Case Presentation: A 35-year-old black male presented to the emergency department (ED) with acute onset diffuse abdominal pain, along with nausea and vomiting. Review of systems was positive for polyuria and polydipsia. The examination was unremarkable apart from a sizeable fungating lesion of the left lower extremity by the ankle measuring 12 x 8 cm. Investigations indicated blood sugars around 600, serum bicarbonate of 19 mEq/L, an anion gap of 19 mEq/L, serum beta-hydroxybutyrate was elevated, and lactate within normal. The patient was diagnosed with diabetic ketoacidosis (DKA), started on an insulin drip, and admitted to the intensive care unit (ICU).Our patient had no known personal or family history of diabetes. A few years ago, he had suffered from a non-healing chronic ulcer in his left ankle secondary to a motor vehicle accident. Three months ago, he had been diagnosed with a well-differentiated squamous cell carcinoma, arising from his chronic non-healing ulcer. One month ago, He had started Pembrolizumab 200mg Intravenously, and he had received a total of two cycles, the last cycle was one week ago. Shortly after he presented to the ED with the above chief complaint. He made a complete recovery and further investigations revealed glycosylated hemoglobin (HbA1c) of 7.2%, C-peptide levels of <0.1 ng/mL, which supports the diagnosis of type 1-Diabetes Mellitus (T1-DM). He was discharged home, and Pembrolizumab was continued.

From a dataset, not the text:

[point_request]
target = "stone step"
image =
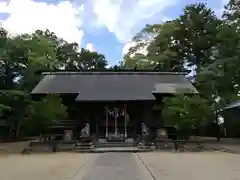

Discussion: Autoimmune diabetes T1-DM has been reported after receiving anti-PD-1 therapy (3, 4). In a recent study included 27 patients with a variety of solid-organ cancers, and all had received either anti–PD-1 or anti–PD-L1 antibodies treatment, autoimmune, insulin-dependent diabetes occurred in close to 1% of patients (5). PD-1 is generally thought to inhibit T cells at later stages of the immune response in peripheral tissues. So, anti-PD-1 might increase T cell proliferation and activation, which lead to the damage of beta cells in the pancreas, providing a potential mechanism for T1-DM. A systematic review and meta-analysis were conducted recently showed that people developed T1-DM within three months of the initial PD-1 inhibitor exposure (7). Most adverse events are effectively treated by holding the checkpoint inhibitor or by inducing transient immunosuppression in more severe cases (1). A recent retrospective study included patients with melanoma showed that anti–PD-1 therapy could be safely resumed after severe adverse events requiring immunosuppression (8). Interestingly, subsequent anti–PD-1 treatment was associated with a low rate of recurrent immune-related adverse events as well. Another retrospective study (9) reported patients with non–small-cell lung cancer treated with anti–PD-1 therapy who had immune-related adverse events, among 38 patients who were retreated, 50% had no further immune-related adverse events, 24% had a recurrence of the initial event, and 26% had a new event.
Conclusions: Immune checkpoint blockade has revealed a remarkable success in the treatment of a range of cancer types. Immune-related adverse events on the endocrine system may be permanent. Since patients treated with anti–PD-1 antibodies can present with life-threatening DKA, a high index of suspicion is crucial as early detection is the key to successful treatment and prevention of morbidity and mortality. It remains unclear if it is safe to restart the checkpoint inhibitor after an immune-related adverse event, and further studies are necessary in order to resolve this dilemma.